Audiard dijo que quería hacer una comedia romántica. Y, bueno, si esas eran sus intenciones, desde luego, ha fracasado. Y no pasa nada, pues su drama romántico transita por otros derroteros igualmente satisfactorios. Pero para considerar que una película es una comedia hay que exigirle algo esencial: la voluntad continuada de hacer reír. Si por dos carcajadas desperdigadas en hora y cuarenta minutos de metraje calificamos de comedia una película, entonces John Ford sería uno de los mayores cómicos de la historia del cine.

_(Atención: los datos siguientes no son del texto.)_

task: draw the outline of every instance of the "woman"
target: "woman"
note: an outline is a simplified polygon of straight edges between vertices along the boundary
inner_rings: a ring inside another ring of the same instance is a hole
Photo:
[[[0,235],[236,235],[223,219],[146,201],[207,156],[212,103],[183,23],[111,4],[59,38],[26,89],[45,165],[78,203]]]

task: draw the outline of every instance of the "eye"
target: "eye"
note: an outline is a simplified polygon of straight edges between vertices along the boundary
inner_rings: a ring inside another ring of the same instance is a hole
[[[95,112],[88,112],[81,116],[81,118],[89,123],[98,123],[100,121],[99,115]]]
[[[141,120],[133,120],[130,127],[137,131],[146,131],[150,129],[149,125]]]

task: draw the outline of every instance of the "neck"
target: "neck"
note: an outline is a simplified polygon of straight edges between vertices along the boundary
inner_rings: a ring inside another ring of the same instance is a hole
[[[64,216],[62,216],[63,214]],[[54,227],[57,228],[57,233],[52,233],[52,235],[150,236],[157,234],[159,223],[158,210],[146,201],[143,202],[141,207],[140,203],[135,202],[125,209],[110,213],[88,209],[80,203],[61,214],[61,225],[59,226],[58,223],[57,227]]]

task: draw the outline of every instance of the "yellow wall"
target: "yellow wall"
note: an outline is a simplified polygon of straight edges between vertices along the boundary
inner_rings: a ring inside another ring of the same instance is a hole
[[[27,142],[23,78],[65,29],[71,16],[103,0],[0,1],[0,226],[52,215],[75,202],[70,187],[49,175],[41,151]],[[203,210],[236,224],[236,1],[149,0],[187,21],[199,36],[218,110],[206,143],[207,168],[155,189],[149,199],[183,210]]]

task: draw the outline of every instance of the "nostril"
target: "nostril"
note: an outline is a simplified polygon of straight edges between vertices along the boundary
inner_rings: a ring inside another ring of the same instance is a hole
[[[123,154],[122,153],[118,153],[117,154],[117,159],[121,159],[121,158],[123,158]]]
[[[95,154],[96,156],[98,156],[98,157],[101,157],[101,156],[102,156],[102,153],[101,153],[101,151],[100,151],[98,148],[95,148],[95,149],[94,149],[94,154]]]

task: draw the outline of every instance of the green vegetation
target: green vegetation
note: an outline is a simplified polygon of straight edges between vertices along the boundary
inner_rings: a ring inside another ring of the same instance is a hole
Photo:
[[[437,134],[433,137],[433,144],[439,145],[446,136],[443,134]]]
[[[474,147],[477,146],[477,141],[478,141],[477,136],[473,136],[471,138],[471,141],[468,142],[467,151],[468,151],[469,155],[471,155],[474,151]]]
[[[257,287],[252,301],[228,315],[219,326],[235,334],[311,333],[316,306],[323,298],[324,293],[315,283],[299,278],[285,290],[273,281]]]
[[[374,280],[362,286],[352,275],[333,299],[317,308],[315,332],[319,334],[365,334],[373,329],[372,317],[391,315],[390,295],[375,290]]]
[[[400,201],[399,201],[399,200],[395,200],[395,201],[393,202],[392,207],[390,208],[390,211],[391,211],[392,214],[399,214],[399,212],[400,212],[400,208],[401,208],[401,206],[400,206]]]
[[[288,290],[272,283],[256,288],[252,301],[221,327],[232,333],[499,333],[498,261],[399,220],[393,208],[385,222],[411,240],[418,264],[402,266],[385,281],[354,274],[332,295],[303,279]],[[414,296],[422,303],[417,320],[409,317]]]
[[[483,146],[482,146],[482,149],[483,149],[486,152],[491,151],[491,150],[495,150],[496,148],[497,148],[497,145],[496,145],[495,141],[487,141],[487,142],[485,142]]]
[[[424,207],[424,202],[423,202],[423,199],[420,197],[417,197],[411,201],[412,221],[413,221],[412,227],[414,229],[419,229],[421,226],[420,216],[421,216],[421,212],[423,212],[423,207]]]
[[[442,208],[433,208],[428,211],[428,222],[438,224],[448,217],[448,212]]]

El guion de Audiard, Sciamma y Léa Mysius se arma sobre cuatro historias que, al final, acaban cruzándose y afectando al devenir de todas. Hay cierta pereza a la hora de engarzar algunas de ellas, pero también hay construcciones que encierran una coherencia formal e impacto emocional enorme. Por ejemplo, tras la primera de las rupturas, el plano fijo de una habitación vacía es aguantado durante unos segundos entre dos fundidos a negro. Un paréntesis que guarda una elipsis de duelo brutal: no sabemos cuánto habrá durado el proceso de superar el desengaño amoroso, pero sí que queda patente la desolación y la soledad que han acompañado al personaje en ese tiempo.

Por lo demás, la identificación que propone el uso del punto de vista siempre está más del lado de las chicas que del chico. Es una de ellas la única merecedora de dos travellings a cámara lenta para ilustrar su estado anímico. Es otra de ellas con quien se nos sumerge en su estado emocional a través de la elección de dos planos generales muy pensados: en una discoteca, primero; en un aula, después. Y, pese a todo, resulta llamativo que en una película con tanto sexo y tantos puntos de vista femeninos los únicos desnudos completos –que los hay por doquier– sean los de las mujeres.

En definitiva, se trata de una película más compleja de lo que pueda aparentar –siempre es una virtud, en contraposición a otras que se toman más en serio de lo que su narración ofrece–. Más cruel, cuando se lo propone, que aquellas pretendidamente brutales que tanto éxito le aportaron a Audiard en el pasado: Un profeta y Deephan. Y, por supuesto, mucho más bonita que estas. En el debe, algunas decisiones de guion cogidas por pinzas y que solo resultan creíbles haciendo un ejercicio de fe.

Ah, y atención a la precisión y sencillez del último plano: un travelling sobre un telefonillo que cierra todas las historias y todos los futuros.